Because the people I love don’t believe in heaven
we take the train to Brighton. Atlantic Avenue, Pacific Street. The ocean

is always the ocean, so we take the Q to Brighton. 7th Avenue, Prospect Park.
It’s hard to explain. The tide rises, and we drink all the beer we brought.

Before the restaurants, before the boardwalk, crackheads slept in dunes,
and girls turned tricks, or so we hear from a guy we met. He grew up here

and for a living now he installs in bars electric chandeliers. In these waves,
when he was young, his sister drowned, and because she’s gone

he takes the Q to Brighton.

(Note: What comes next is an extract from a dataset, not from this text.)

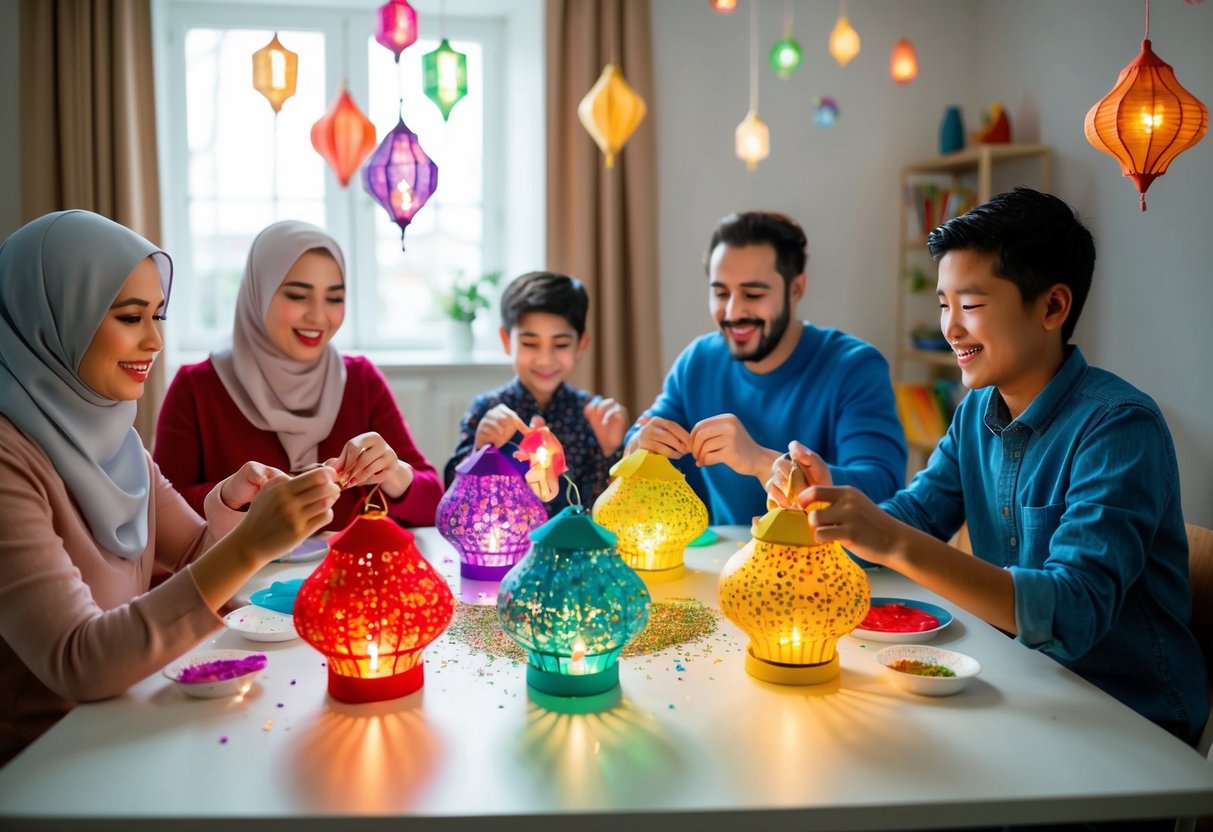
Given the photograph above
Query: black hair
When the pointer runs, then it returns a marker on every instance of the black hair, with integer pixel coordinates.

Church Avenue, Beverly Road.
We don’t speak the language spoken in Brighton, so at a loss to say

what we need to say, we take the Q to get there, and because the sun dies
in Brighton, we know the day can end, and because the sky can’t help

but darken, we go home again to Boerum Hill. Cortelyou Road, Avenue J.
In these waves, one night last summer, I kissed someone

and my life changed. We walked barefoot through sands and broken glass
so we might touch the ocean the way the water can’t help but touch the land,

and because, in the end, we couldn’t help but touch each other,
we took the Q, that year, to Brighton. I almost believed in heaven.

It’s hard to explain. Take the train to Brighton, and touch the sea,
and walk the sand. Just offshore lies what, this year, you’ve lost and gained,

and what you haven’t lost yet but will, and along the shore
lie those who know, by night, by day, there is no heaven, and no answers

to our questions, King’s Highway, Sheepshead Bay, and because the ships
leaving piers look like distant chandeliers, still take the Q to Brighton.

(Originally appeared in BOMB Magazine)

 

Sarah V. Schweig is the author of the chapbook S (Dancing Girl Press). Her poems have appeared in BOMB Magazine, Boston Review, Painted Bride Quarterly, Western Humanities Review, and Verse Daily, among others. She is a graduate of the University of Virginia and Columbia University, where her MFA manuscript was the recipient of the David Craig Austen Memorial Award. She lives in Brooklyn.